Seismic activity from Vesuvius also triggered a deadly mudflow, wiping out the ancient city of Herculaneum
Conservation work is now underway and new finds have been uncovered at a private house known as the 'House of Jupiter' (Casa di Giove) in the Regio V part of the ancient city.
The house was already partly excavated between the 18th and 19th centuries but archaeologists have uncovered yet more frescoes and ornate remains that give us an insight into everyday life thousands of years ago.
The 2,000 year-old works of art are in good condition, despite surviving one of the most devastating volcanic eruptions in written history.
The name of the house comes from a small picture depicting Jupiter found on a shrine placed in the garden.
It was believed to belong to a wealthy and educated man and is decorated in first Roman style (primo stile pompeiano).
The house has a central atrium surrounded by several decorated rooms with fake marble painted in bright shades of red, yellow and green.
'The rooms in the back, reserved for the family, had been restored with more contemporary decor', said the director of the Pompeii Archaeological Park, Massimo Osanna.
Traces of fire were found in an adjacent house which had blackened the frescoed wall.
Mr Osanna told Italian news outlet ANSA: 'The domus had 'vintage' decoration in the first Pompeian style.
'The owner must have been wealthy and cultured, aware of the value of painting'.
Mr Osanna also said that the site is the largest excavation in the unexplored area of ??the ancient city in the post-war period.
Within the walls of the ill-fated 'House of Jupiter' the archaeologists found an impressive array of terracotta lion heads, coins, glass objects and roof tiles emblazoned with trademarks.
Scientists also excavated the area around the house, unearthing the nearby pavement and an adjacent alleyway.
Mr Ossana says the excavation project will continue until 2020.
In the past few months archaeologists have also excavated a street of houses with intact balconies that were also buried by the vast eruption.

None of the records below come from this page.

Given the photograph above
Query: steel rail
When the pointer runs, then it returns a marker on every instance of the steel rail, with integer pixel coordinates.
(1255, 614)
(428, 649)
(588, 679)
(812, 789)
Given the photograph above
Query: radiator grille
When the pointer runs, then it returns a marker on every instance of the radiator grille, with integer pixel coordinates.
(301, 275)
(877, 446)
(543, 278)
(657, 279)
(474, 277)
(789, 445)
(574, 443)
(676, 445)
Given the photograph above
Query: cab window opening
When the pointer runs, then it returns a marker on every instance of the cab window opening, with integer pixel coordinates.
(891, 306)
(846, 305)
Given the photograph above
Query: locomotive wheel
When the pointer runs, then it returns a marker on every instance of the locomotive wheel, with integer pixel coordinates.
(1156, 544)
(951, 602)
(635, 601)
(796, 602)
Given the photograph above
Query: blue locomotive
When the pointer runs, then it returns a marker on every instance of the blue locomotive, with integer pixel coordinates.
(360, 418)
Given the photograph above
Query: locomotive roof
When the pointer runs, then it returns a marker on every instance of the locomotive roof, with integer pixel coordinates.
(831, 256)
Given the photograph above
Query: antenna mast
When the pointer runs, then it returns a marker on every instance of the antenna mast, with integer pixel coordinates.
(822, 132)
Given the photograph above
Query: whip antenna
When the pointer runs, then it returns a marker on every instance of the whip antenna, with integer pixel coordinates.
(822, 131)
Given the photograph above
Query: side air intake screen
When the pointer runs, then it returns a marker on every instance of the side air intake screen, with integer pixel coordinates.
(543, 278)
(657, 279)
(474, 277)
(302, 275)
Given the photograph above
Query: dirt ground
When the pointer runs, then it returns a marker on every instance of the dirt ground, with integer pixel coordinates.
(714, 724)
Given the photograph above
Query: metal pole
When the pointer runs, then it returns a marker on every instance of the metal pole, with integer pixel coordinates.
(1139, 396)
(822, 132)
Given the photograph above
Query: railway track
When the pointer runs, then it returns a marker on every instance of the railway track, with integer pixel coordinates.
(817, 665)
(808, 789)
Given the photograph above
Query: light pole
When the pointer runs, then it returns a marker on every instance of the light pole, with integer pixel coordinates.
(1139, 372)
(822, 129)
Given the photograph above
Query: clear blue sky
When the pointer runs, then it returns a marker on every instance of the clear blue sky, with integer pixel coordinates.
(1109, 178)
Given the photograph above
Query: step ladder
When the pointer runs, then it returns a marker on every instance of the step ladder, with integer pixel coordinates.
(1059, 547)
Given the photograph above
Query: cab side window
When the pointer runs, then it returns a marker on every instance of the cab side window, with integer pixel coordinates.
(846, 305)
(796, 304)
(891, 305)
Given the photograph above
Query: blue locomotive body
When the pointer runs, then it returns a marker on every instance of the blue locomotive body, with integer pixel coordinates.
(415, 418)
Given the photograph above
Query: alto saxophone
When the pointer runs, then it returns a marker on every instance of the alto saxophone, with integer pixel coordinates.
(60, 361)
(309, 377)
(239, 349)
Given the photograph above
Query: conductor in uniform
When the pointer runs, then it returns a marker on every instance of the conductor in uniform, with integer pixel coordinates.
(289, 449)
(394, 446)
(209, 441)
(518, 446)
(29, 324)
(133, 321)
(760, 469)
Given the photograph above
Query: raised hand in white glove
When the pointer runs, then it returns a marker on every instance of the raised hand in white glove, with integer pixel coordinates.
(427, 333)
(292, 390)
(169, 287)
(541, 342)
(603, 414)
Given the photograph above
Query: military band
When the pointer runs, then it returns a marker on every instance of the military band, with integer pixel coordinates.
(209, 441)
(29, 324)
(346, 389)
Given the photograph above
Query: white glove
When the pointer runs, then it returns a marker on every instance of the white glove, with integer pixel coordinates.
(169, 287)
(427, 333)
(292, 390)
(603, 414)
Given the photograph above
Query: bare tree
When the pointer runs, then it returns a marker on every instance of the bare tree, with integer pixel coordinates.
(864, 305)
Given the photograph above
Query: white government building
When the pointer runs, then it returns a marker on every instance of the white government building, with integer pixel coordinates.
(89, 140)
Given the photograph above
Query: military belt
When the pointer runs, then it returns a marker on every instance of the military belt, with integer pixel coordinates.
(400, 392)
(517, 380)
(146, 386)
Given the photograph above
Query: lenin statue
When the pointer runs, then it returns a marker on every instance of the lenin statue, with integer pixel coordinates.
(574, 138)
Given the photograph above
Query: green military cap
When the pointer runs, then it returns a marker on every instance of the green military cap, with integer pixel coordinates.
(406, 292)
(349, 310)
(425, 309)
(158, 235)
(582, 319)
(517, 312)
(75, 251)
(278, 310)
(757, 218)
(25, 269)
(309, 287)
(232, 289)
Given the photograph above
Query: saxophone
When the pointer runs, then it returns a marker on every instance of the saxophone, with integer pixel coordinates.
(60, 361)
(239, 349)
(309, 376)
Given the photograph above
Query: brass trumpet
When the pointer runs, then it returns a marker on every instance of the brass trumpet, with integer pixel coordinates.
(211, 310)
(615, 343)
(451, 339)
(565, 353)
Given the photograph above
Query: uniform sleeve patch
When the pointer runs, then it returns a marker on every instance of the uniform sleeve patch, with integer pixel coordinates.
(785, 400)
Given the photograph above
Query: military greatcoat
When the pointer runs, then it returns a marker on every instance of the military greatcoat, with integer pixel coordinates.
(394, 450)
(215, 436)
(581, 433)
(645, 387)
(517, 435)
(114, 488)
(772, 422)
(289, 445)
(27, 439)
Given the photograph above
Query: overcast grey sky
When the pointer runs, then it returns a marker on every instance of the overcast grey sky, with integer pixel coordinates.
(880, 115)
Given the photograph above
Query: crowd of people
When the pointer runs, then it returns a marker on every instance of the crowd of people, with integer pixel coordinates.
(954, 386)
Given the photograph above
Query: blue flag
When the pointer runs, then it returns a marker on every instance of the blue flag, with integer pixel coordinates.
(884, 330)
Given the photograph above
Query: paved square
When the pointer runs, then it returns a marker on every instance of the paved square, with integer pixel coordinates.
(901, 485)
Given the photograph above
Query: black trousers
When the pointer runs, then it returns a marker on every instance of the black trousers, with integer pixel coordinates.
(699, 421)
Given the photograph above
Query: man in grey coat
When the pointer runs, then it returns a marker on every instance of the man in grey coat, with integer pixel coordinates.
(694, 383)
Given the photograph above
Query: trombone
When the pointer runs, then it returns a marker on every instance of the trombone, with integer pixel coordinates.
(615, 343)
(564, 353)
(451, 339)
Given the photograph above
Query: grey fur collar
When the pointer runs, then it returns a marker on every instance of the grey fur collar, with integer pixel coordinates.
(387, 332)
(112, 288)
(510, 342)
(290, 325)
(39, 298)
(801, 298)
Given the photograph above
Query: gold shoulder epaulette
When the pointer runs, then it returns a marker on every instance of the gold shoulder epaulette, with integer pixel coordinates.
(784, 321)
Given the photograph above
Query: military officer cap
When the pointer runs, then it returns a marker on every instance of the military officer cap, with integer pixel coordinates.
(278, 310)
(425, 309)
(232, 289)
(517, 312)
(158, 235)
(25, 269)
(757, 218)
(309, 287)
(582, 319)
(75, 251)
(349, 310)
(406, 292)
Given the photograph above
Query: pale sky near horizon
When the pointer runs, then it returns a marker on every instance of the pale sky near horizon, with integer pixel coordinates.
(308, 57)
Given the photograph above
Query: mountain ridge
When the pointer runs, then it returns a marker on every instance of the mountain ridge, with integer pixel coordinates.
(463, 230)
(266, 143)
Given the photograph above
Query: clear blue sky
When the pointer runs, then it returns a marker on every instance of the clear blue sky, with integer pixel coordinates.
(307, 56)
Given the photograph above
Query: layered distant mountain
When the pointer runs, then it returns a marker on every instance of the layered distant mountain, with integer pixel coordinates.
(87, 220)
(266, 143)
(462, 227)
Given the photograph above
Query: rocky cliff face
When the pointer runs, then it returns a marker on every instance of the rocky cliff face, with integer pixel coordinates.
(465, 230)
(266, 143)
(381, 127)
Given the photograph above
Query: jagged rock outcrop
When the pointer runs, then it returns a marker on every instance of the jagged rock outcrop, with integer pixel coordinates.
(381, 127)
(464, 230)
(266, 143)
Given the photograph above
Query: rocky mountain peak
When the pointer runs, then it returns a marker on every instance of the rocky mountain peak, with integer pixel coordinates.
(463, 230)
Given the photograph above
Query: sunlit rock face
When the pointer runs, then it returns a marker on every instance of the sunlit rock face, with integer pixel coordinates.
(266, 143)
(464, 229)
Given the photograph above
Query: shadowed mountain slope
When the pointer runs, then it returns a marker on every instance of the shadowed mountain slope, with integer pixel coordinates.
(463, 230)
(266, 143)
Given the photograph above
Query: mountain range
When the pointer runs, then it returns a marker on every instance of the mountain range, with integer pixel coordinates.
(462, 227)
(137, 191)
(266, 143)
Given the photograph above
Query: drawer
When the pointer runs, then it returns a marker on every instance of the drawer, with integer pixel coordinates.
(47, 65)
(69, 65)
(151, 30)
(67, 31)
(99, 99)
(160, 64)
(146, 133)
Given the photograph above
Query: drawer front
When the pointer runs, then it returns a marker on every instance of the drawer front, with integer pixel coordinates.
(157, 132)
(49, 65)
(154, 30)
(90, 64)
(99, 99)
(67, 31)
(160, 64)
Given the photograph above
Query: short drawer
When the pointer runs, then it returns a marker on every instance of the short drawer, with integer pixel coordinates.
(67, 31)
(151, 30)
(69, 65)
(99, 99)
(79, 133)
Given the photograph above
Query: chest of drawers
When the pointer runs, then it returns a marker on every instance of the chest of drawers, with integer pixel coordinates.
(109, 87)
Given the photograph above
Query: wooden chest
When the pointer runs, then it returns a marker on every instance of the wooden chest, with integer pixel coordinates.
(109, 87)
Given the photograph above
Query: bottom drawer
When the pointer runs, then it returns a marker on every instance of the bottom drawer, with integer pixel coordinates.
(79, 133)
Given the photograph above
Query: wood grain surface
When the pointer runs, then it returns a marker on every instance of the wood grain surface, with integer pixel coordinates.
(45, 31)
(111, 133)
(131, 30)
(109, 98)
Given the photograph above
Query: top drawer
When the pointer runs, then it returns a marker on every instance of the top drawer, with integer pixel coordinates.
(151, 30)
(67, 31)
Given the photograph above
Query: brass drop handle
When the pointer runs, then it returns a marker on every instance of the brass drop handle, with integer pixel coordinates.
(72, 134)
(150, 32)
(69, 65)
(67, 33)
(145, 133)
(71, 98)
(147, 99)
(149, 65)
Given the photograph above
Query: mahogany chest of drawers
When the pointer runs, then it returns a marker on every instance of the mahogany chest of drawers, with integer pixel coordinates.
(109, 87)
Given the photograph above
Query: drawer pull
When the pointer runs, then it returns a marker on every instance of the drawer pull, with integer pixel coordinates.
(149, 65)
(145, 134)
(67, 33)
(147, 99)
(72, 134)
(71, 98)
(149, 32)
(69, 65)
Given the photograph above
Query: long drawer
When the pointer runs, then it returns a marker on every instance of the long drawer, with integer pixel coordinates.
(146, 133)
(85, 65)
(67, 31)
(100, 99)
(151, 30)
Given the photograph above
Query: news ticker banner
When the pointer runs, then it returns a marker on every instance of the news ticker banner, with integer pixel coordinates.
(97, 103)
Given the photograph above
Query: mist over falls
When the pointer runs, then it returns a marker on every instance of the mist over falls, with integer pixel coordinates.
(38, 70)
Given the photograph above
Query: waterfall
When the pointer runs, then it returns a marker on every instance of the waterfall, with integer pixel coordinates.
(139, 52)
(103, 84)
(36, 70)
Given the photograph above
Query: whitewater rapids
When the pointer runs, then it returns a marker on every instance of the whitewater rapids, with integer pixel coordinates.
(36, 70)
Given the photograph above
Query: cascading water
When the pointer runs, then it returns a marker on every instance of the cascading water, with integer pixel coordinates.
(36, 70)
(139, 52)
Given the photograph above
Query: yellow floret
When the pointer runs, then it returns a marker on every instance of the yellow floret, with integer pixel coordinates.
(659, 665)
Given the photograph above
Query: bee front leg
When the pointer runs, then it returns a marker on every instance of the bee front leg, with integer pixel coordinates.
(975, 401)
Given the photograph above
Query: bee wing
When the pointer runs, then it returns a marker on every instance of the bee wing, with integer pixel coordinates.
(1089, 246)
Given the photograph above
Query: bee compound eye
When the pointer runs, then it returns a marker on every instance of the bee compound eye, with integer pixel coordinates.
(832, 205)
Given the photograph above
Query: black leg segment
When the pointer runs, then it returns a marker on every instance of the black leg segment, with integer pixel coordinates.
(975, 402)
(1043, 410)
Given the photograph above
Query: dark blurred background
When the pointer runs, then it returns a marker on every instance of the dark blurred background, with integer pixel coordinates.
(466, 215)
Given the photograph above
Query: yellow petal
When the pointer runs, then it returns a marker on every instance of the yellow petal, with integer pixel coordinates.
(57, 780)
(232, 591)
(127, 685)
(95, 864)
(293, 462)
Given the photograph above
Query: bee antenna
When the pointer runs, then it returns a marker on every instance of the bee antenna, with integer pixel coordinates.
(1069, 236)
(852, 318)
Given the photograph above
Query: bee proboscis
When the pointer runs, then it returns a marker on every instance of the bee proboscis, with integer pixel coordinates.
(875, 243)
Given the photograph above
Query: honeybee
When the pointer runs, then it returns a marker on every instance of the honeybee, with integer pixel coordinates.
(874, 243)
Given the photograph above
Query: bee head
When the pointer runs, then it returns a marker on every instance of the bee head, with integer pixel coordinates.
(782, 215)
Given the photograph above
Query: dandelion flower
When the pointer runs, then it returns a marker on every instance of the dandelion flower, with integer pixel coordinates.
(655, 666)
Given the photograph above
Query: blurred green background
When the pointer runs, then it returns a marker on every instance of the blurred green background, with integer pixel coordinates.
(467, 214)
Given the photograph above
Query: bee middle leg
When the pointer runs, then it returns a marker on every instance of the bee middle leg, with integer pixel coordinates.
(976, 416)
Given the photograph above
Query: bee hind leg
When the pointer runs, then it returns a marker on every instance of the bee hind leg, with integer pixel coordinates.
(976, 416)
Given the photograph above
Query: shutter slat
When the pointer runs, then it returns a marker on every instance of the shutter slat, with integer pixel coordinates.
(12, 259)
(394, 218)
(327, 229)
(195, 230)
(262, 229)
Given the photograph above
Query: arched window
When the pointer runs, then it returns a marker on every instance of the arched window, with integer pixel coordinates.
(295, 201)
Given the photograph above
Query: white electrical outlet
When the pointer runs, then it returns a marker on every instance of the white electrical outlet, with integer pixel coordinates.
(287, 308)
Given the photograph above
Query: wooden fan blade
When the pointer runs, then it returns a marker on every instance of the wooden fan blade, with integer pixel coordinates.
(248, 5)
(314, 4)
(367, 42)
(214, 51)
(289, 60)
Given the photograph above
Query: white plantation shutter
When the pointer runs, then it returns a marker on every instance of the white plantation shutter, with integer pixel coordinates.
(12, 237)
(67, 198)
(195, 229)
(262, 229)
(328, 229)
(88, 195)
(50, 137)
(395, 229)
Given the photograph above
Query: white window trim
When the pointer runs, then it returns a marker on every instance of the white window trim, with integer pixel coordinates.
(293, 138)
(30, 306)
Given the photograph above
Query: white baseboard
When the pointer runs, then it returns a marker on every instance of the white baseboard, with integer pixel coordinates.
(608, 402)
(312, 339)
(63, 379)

Some of the balconies even had amphorae – the conical-shaped terra cotta vases that were used to hold wine and oil in ancient Roman times.
The discovery has been hailed as a 'complete novelty'.
The Italian Culture Ministry hopes they can be restored and opened to the public.
The culture ministry's Pompeii authority announced the discovery of the balconies back in May.
It said the balconies were a 'complete novelty' for this part of the buried city, which hasn't yet been fully excavated.
Upper stores have seldom been found among the ruins of the ancient town, which was destroyed by an eruption of Vesuvius volcano and buried under up to six metres of ash and volcanic rubble.